Requires the Secretary of State to establish Department of State positions that are solely dedicated to the recruitment and retention of personnel with backgrounds in artificial intelligence and other critical technology fields; authorizes $750,000 for each of the fiscal years 2023 through 2027 to do so.
Analysis summaries, actor details, and coverage mappings were LLM-classified and may contain errors.
This is a binding federal statute enacted by the United States Congress as part of the National Defense Authorization Act. It contains mandatory obligations on the Secretary of State with specific appropriations, reporting requirements, and implementation deadlines.
This document has minimal to no coverage of AI risk domains. It is a workforce recruitment and retention provision focused on hiring personnel with AI and cybersecurity backgrounds for the Department of State. It does not address AI risks, harms, or safety measures, but rather focuses on human capital management for technology positions.
This document governs Public Administration (excluding National Security) and National Security sectors. It mandates the Department of State to recruit and retain personnel with AI and technology backgrounds, which falls under government administration and diplomatic/foreign affairs functions.
This document does not govern the AI lifecycle stages of development or deployment. It is a workforce recruitment provision focused on hiring personnel with AI expertise to work at the Department of State. It does not address how AI systems are planned, built, validated, deployed, or monitored.
The document mentions artificial intelligence only as a background qualification for personnel recruitment. It does not define or discuss AI models, AI systems, or any specific types of AI. The focus is entirely on human capital management for technology positions.
United States Congress
The document is Section 9506 of the James M. Inhofe National Defense Authorization Act for Fiscal Year 2023, which is enacted by the United States Congress as the legislative authority.
United States Congress; appropriate congressional committees
Congress enforces compliance through its oversight authority, requiring multiple reports and implementation plans to be submitted to appropriate congressional committees, and through control of appropriations.

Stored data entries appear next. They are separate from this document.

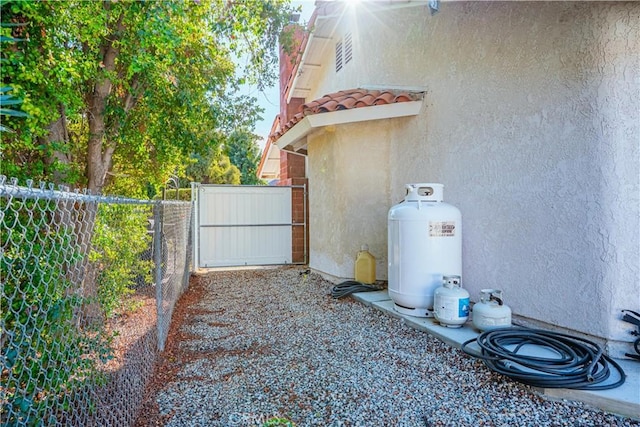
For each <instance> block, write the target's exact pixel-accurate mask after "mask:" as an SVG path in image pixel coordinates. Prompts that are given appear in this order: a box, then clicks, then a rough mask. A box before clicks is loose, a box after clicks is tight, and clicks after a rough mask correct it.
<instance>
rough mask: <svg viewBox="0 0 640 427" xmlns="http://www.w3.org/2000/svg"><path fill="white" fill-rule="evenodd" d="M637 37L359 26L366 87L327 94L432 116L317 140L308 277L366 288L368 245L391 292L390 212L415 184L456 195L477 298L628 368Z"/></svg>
mask: <svg viewBox="0 0 640 427" xmlns="http://www.w3.org/2000/svg"><path fill="white" fill-rule="evenodd" d="M345 22H347V20H345ZM639 23H640V4H638V3H610V2H605V3H595V2H580V3H578V2H575V3H567V2H549V3H540V2H531V3H528V2H498V3H489V2H477V3H475V2H445V3H442V4H441V7H440V12H439V13H437V14H435V15H433V16H432V15H431V14H430V13H429V11H428V9H427V8H426V7H425V6H419V7H405V8H398V9H395V10H390V11H387V12H385V13H378V14H377V15H376V16H375V19H372V17H371V16H369V15H368V14H367V13H361V14H360V15H359V17H358V18H357V21H356V23H355V25H354V24H353V23H350V24H349V26H350V28H357V40H358V43H357V46H355V49H356V50H355V52H354V64H352V65H353V69H354V70H357V73H356V72H350V74H346V73H345V74H343V75H342V76H341V77H340V78H338V79H335V72H334V76H333V77H332V73H331V72H330V71H332V70H329V69H330V67H326V68H325V69H326V70H327V71H326V73H325V75H324V77H323V78H322V79H320V80H319V81H318V93H319V92H322V93H327V92H331V91H335V90H339V89H346V88H352V87H367V86H375V87H380V86H385V85H386V86H388V87H424V88H426V91H427V93H426V98H425V104H426V105H425V108H424V111H423V113H421V114H420V116H418V117H416V118H413V119H393V120H387V121H381V122H368V123H366V124H353V125H349V126H341V127H338V128H336V129H333V130H329V131H325V132H324V133H322V134H318V135H312V136H310V137H309V139H308V141H309V146H308V150H309V163H308V165H309V171H308V172H309V180H310V184H311V193H310V214H311V219H310V221H311V227H312V228H311V229H312V230H313V233H312V237H311V267H313V268H316V269H318V270H321V271H324V272H326V273H329V274H333V275H335V276H340V277H352V273H351V274H349V273H350V269H352V268H353V261H354V260H355V253H356V251H357V249H358V247H359V245H360V244H361V241H362V240H363V237H366V240H368V241H370V242H368V243H369V245H370V247H371V248H372V252H373V253H374V255H375V256H376V257H378V260H379V262H378V277H379V278H386V271H384V270H385V266H386V262H387V261H386V228H385V223H386V212H387V211H388V209H389V208H390V207H391V206H392V205H393V204H395V203H397V202H398V201H399V200H401V199H402V197H403V196H404V185H405V184H406V183H412V182H425V181H426V182H441V183H443V184H444V185H445V193H444V197H445V201H446V202H449V203H451V204H453V205H455V206H457V207H458V208H460V210H461V211H462V216H463V274H464V277H463V284H464V286H465V288H467V289H468V290H469V291H470V293H471V295H472V298H473V297H476V298H477V297H478V295H479V291H480V289H482V288H486V287H496V288H500V289H503V291H504V296H505V301H506V302H507V304H509V305H510V306H511V308H512V309H513V311H514V313H515V314H517V315H519V316H522V317H523V318H527V319H531V321H532V322H534V323H536V322H544V323H546V324H549V325H556V326H559V327H562V328H566V329H569V330H572V331H578V332H582V333H585V334H588V335H591V336H595V337H599V338H602V339H605V340H607V342H608V344H609V351H610V352H611V354H613V355H616V354H618V355H619V354H622V353H624V351H629V346H628V344H626V343H625V342H628V341H630V339H631V336H630V335H629V334H628V332H627V331H628V330H629V325H628V324H625V323H623V322H621V321H620V320H619V319H620V310H621V309H625V308H628V309H634V310H637V309H638V308H639V304H640V271H639V264H640V261H639V260H640V232H639V230H640V224H639V222H640V209H639V206H640V200H639V195H640V182H639V181H640V148H639V147H640V125H639V123H640V115H639V111H640V64H639V59H638V54H637V52H639V51H640V25H639ZM338 31H340V29H339V30H338ZM329 56H330V55H329ZM327 61H328V62H330V61H331V60H330V59H329V58H328V59H327ZM332 79H333V80H332ZM333 84H336V85H339V86H332V85H333ZM322 93H320V94H322ZM398 122H401V123H398ZM328 212H329V213H330V214H329V215H328V214H327V213H328ZM383 216H384V218H385V219H382V218H383ZM383 228H385V229H384V230H382V229H383ZM370 236H375V237H370ZM364 243H367V242H364Z"/></svg>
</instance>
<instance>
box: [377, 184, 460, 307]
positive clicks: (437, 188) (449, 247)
mask: <svg viewBox="0 0 640 427" xmlns="http://www.w3.org/2000/svg"><path fill="white" fill-rule="evenodd" d="M443 188H444V185H442V184H432V183H427V184H407V185H406V189H407V195H406V197H405V199H404V201H403V202H401V203H399V204H397V205H395V206H393V207H392V208H391V209H390V210H389V217H388V233H389V235H388V242H389V246H388V262H389V277H388V280H389V281H388V289H389V297H390V298H391V299H392V300H393V302H394V303H395V309H396V311H398V312H400V313H403V314H408V315H410V316H417V317H432V316H433V311H432V310H433V293H434V291H435V290H436V288H438V287H439V286H440V285H441V283H442V276H449V275H457V276H461V275H462V234H461V233H462V227H461V225H462V224H461V215H460V210H458V208H456V207H455V206H452V205H449V204H447V203H444V202H443V201H442V200H443V197H442V195H443Z"/></svg>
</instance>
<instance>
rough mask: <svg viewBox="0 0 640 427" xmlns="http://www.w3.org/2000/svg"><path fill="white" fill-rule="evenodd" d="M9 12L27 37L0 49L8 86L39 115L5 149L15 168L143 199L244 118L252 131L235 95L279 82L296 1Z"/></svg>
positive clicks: (21, 126)
mask: <svg viewBox="0 0 640 427" xmlns="http://www.w3.org/2000/svg"><path fill="white" fill-rule="evenodd" d="M2 12H3V19H4V18H5V17H8V19H9V20H10V21H11V22H20V23H26V27H25V31H24V32H25V38H27V39H28V40H29V41H28V42H26V43H22V44H21V46H15V47H14V48H13V49H9V50H6V51H3V52H2V55H3V60H4V63H3V75H2V78H3V83H5V84H6V83H9V82H10V83H11V85H12V86H13V87H14V88H15V89H16V92H17V95H18V96H20V97H22V98H24V104H23V109H24V111H25V112H27V113H29V114H30V115H31V118H30V119H28V120H26V121H25V123H23V124H20V123H18V122H16V123H15V124H14V125H15V129H16V133H15V135H12V136H11V137H10V138H8V140H7V141H6V143H5V142H3V155H4V156H5V160H8V163H9V165H10V167H9V169H11V170H10V171H9V172H14V173H15V174H16V175H19V174H21V173H22V174H24V173H25V169H28V170H29V172H28V173H30V174H31V175H32V176H31V177H33V178H39V177H44V178H49V179H53V180H66V181H74V182H76V183H77V184H78V185H84V186H87V187H88V188H89V189H90V190H92V191H94V192H102V191H103V189H104V188H105V186H109V185H111V186H115V187H116V188H121V189H126V190H127V191H128V192H129V193H136V192H138V193H140V192H143V191H144V188H145V186H146V185H148V184H149V183H151V184H152V185H161V184H162V183H163V182H164V181H166V179H167V178H168V176H169V175H170V174H171V173H174V172H175V171H178V172H184V169H185V166H184V165H185V164H186V163H187V162H186V161H185V159H187V158H188V157H189V156H192V155H193V154H194V153H196V154H197V153H206V152H207V150H208V149H209V147H208V144H209V143H211V142H212V141H216V140H215V139H214V138H213V134H214V133H215V132H216V130H218V129H221V128H224V127H227V128H228V126H229V124H230V123H231V124H232V123H237V117H238V112H241V113H242V114H240V116H242V117H243V120H244V121H245V122H246V123H244V124H245V125H247V126H249V127H251V126H253V123H254V122H255V117H257V115H258V114H259V111H258V109H257V108H256V107H255V104H253V105H251V100H250V99H247V98H242V97H235V96H233V91H234V90H235V89H237V86H238V84H239V82H241V81H249V82H252V83H254V84H256V85H258V87H264V86H265V85H266V84H268V83H270V82H272V81H273V79H274V78H275V67H274V65H275V64H276V63H277V54H276V45H277V37H278V34H279V32H280V31H281V29H282V28H283V27H284V25H286V24H287V22H288V18H289V14H290V12H291V11H290V10H289V8H288V6H287V2H286V0H271V1H268V2H265V1H262V0H245V1H230V2H229V1H225V2H222V1H219V0H192V1H188V2H182V1H180V2H178V1H152V2H138V1H131V0H128V1H104V2H85V1H75V0H74V1H71V0H69V1H64V2H14V3H10V4H9V5H5V6H4V7H3V11H2ZM243 55H244V56H246V57H248V58H249V61H247V64H246V66H245V68H244V69H243V70H241V71H242V72H241V73H237V70H236V67H235V66H234V64H233V58H234V57H240V56H243ZM237 75H239V76H240V77H236V76H237ZM3 139H4V138H3ZM33 175H36V176H33Z"/></svg>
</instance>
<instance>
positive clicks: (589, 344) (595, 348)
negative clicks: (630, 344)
mask: <svg viewBox="0 0 640 427" xmlns="http://www.w3.org/2000/svg"><path fill="white" fill-rule="evenodd" d="M473 342H476V343H477V344H478V346H479V347H480V350H481V353H480V354H478V353H477V352H472V351H471V350H469V348H468V346H469V344H471V343H473ZM526 345H534V346H538V347H543V348H544V349H546V350H548V351H550V352H552V353H553V354H554V356H549V357H543V356H542V357H541V356H531V355H528V354H518V353H519V351H520V350H521V349H523V347H524V346H526ZM462 351H464V352H465V353H466V354H468V355H470V356H473V357H476V358H478V359H482V361H483V362H484V364H485V365H487V366H488V367H489V369H491V370H493V371H494V372H498V373H500V374H502V375H506V376H508V377H510V378H512V379H514V380H516V381H519V382H521V383H523V384H527V385H530V386H533V387H541V388H571V389H579V390H608V389H611V388H615V387H618V386H620V385H622V384H623V383H624V382H625V379H626V375H625V373H624V371H623V370H622V367H621V366H620V365H618V364H617V363H616V362H615V361H614V360H613V359H611V358H610V357H608V356H607V355H605V354H604V353H603V350H602V349H601V348H600V346H598V345H597V344H595V343H594V342H591V341H589V340H586V339H583V338H578V337H572V336H570V335H566V334H562V333H558V332H550V331H544V330H540V329H528V328H520V327H513V328H499V329H494V330H489V331H486V332H483V333H482V334H480V335H479V336H478V337H477V338H474V339H471V340H468V341H466V342H464V343H463V344H462ZM529 354H530V353H529ZM611 367H613V368H615V370H616V371H618V373H619V376H620V378H619V379H618V380H617V381H616V382H613V383H609V384H603V383H604V382H605V381H606V380H607V379H609V377H610V375H611V373H612V369H611Z"/></svg>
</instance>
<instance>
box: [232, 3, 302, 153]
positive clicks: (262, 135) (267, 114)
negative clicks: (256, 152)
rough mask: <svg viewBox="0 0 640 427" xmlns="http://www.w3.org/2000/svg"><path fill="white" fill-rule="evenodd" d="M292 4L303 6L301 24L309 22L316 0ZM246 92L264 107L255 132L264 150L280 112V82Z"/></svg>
mask: <svg viewBox="0 0 640 427" xmlns="http://www.w3.org/2000/svg"><path fill="white" fill-rule="evenodd" d="M291 5H292V6H294V7H297V6H301V7H302V10H301V12H300V20H299V22H300V23H301V24H306V23H307V22H309V18H311V14H312V13H313V9H314V8H315V0H301V1H292V2H291ZM244 93H245V94H247V95H250V96H253V97H255V98H256V99H257V101H258V105H260V107H262V108H264V113H263V114H262V120H261V121H259V122H257V123H256V128H255V133H256V134H257V135H259V136H260V137H261V140H260V141H258V145H259V146H260V150H262V149H263V148H264V144H265V142H266V140H267V137H268V136H269V131H270V130H271V125H272V124H273V119H274V118H275V117H276V115H278V113H279V112H280V105H279V103H280V82H276V83H275V84H274V85H273V86H271V87H269V88H267V89H265V90H264V91H260V90H258V88H257V87H247V88H246V92H244Z"/></svg>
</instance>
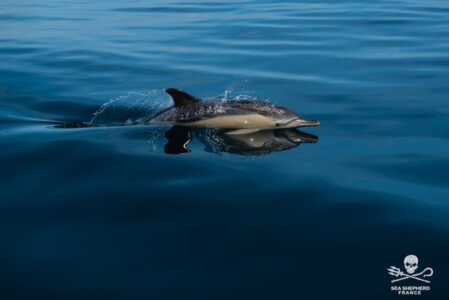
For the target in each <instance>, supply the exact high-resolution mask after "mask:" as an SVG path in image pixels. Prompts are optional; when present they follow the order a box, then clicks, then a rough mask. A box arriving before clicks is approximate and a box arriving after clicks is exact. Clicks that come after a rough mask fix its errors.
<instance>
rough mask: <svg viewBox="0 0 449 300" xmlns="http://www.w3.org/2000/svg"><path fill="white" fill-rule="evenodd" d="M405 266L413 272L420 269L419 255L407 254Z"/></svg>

United States Congress; appropriate congressional committees
Congressional committees monitor implementation through required annual reports for 5 years that include detailed metrics on hiring, attrition, use of authorities, and recommendations for improvement.
Department of State; Secretary of State; Bureau of Global Talent Management
The document directly targets the Department of State and specifically the Secretary of State, who is required to establish positions, submit reports, and implement recruitment programs. The Bureau of Global Talent Management is the specific organizational unit where positions must be established.